Search code examples
pythonopencvimage-processingtesseractpython-tesseract

how to get text from handwriting image in python


the image:

this is an image

the image is handwritten line of text this is extracting the text some what but not the expect same in the image

and the code is

import cv2

img = cv2.imread("a.jpg")
img = cv2.cvtColor(img,cv2.COLOR_BGR2GRAY)
img = cv2.resize(img,(6000,100))

_, result1 = cv2.threshold(img,100,255,cv2.THRESH_BINARY)
_, result2 = cv2.threshold(img,100,255,cv2.THRESH_BINARY_INV)

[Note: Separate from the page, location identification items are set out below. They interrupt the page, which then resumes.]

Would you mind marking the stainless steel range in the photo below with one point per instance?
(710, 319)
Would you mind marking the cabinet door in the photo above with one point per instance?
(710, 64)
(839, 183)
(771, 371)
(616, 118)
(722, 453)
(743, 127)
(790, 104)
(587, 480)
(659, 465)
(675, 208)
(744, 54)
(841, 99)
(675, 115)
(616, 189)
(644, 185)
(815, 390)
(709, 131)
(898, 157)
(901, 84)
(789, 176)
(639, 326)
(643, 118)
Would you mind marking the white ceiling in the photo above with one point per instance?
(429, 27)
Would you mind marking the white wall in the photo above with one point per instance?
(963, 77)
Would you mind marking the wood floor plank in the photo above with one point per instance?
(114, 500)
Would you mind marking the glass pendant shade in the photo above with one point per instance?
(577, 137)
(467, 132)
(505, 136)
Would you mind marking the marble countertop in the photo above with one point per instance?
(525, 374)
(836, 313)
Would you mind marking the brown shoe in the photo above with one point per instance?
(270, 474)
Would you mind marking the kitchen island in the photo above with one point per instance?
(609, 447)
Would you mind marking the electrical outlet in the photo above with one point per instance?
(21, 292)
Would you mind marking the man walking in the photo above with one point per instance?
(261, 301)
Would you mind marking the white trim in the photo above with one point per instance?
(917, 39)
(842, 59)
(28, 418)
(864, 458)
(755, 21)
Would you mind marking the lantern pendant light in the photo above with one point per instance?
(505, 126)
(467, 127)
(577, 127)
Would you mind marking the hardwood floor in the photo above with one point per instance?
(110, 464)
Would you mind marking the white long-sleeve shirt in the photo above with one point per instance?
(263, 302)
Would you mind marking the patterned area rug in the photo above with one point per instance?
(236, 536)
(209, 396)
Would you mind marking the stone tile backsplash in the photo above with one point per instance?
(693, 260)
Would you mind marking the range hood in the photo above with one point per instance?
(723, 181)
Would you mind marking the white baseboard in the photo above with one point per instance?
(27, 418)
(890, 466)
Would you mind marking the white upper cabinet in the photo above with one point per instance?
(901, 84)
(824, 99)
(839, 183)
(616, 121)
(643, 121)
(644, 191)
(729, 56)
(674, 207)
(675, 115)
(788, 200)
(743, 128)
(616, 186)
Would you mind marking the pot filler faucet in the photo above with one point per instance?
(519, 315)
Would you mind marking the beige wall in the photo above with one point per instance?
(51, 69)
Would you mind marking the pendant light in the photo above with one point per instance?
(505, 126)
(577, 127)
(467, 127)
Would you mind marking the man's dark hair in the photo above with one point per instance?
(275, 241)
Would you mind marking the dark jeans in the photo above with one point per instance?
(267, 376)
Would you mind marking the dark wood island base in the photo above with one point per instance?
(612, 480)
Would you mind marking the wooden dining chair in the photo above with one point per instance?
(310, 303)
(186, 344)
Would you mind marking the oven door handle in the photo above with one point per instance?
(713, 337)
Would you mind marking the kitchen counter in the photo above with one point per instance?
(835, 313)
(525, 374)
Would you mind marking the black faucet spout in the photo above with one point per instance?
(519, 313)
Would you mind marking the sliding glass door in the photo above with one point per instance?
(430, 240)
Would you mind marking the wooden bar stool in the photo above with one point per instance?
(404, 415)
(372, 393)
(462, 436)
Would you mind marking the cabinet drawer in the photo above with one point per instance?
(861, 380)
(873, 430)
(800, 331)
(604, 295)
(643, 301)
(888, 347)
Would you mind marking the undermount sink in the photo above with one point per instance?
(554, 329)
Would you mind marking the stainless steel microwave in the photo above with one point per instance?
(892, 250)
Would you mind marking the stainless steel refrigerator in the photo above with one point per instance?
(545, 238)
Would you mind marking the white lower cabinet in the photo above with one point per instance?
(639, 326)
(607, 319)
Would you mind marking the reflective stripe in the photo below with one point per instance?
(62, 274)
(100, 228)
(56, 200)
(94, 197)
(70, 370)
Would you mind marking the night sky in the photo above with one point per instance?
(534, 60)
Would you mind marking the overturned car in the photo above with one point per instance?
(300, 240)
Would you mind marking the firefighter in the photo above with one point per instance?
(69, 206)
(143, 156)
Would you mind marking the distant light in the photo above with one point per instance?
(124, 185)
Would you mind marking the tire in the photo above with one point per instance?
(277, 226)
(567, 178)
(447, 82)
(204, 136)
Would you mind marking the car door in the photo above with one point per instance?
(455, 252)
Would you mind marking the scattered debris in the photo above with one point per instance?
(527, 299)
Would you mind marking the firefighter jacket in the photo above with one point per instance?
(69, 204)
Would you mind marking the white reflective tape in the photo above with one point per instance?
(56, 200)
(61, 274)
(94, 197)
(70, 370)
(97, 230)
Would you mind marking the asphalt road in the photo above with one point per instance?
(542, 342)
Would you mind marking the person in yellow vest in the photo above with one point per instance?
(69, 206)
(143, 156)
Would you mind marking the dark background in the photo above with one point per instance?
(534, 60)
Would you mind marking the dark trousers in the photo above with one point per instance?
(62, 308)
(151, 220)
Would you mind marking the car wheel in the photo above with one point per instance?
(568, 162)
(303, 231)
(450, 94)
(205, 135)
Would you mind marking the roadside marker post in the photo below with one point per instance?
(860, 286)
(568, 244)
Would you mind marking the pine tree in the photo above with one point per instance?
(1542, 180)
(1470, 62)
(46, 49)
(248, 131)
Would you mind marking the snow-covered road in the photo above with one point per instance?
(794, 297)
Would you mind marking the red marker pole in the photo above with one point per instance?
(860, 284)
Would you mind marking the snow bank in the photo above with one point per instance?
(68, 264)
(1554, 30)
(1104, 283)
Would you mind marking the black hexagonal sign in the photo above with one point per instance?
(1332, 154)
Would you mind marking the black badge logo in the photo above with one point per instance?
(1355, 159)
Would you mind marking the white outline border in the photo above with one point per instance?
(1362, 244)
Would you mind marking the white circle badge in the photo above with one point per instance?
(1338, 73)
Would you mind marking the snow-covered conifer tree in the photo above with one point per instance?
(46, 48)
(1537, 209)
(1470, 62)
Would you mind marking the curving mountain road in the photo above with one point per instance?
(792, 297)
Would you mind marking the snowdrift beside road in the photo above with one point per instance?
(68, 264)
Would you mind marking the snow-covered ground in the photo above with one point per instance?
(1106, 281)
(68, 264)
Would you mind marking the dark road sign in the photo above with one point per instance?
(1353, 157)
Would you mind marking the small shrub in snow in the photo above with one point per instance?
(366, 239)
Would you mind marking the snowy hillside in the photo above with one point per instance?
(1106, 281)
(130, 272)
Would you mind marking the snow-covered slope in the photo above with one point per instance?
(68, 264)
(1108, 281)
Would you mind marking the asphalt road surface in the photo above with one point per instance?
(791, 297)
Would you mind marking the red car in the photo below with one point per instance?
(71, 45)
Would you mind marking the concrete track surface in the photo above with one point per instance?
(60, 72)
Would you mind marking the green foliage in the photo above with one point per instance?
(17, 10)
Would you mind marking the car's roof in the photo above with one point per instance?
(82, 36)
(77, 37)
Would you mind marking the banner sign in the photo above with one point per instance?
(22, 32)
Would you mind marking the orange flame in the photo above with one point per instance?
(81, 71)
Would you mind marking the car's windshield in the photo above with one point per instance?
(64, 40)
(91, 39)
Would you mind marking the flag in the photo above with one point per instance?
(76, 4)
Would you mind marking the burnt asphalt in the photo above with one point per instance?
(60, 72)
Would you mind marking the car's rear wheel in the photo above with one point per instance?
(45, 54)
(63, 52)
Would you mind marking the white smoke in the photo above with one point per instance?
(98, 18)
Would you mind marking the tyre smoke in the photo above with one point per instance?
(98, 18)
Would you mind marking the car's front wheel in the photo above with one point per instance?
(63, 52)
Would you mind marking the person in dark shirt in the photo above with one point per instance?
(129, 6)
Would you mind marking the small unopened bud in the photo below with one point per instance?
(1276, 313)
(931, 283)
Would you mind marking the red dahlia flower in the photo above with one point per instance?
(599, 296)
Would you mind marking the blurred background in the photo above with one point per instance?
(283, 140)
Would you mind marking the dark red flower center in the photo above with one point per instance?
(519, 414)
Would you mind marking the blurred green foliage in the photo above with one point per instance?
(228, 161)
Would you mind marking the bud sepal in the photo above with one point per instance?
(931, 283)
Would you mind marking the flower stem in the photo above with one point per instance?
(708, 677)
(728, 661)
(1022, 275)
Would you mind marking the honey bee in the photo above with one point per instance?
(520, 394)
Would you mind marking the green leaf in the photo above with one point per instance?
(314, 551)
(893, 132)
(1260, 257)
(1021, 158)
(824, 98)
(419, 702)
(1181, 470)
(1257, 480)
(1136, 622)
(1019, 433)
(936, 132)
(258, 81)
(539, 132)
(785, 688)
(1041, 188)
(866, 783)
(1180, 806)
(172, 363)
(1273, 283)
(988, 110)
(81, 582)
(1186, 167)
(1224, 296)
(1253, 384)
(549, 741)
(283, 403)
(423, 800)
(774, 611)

adaptive_result1 = cv2.adaptiveThreshold(result1,255,cv2.ADAPTIVE_THRESH_GAUSSIAN_C,cv2.THRESH_BINARY,199,5)
adaptive_result2 = cv2.adaptiveThreshold(result1,255,cv2.ADAPTIVE_THRESH_MEAN_C,cv2.THRESH_BINARY,199,5)
adaptive_result3 = cv2.adaptiveThreshold(result2,100,cv2.ADAPTIVE_THRESH_GAUSSIAN_C,cv2.THRESH_BINARY,199,5)
adaptive_result4 = cv2.adaptiveThreshold(result2,256,cv2.ADAPTIVE_THRESH_MEAN_C,cv2.THRESH_BINARY,999,1)
# cv2.imshow("title",result)
# cv2.waitKey(0)
import pytesseract
from PIL import Image
from pytesseract import Output
configs = r'--psm 6 --oem 3'
pytesseract.pytesseract.tesseract_cmd =r'C:/Users/ASUS/OneDrive/Desktop/ubuntu file/tesseract.exe'

data = pytesseract.image_to_data(img, config=configs, output_type=Output.DICT)
print(*data['text'])
data = pytesseract.image_to_data(result2, config=configs, output_type=Output.DICT)
print(*data['text'])
data = pytesseract.image_to_data(adaptive_result3, config=configs, output_type=Output.DICT)
print(*data['text'])
data = pytesseract.image_to_data(adaptive_result4, config=configs, output_type=Output.DICT)
print(*data['text'])
# data = pytesseract.image_to_data(img, config=configs, output_type=Output.DICT)
# print(*data['text'])
# print(data.keys())

The Output

buttered off before. there, twinkling like new Yar sytemy, hung cuter of tempting Uwitationx they beaged hi to contre the extera


Solution

  • I have tried some image preprocessing techniques such as using dilation and manipulating the threshold. The image became crystal clear.

    enter image description here

    However, the confidence score sometimes is as low as 51, which means that you cannot really rely on the output. It is something that is related to the training of the engine.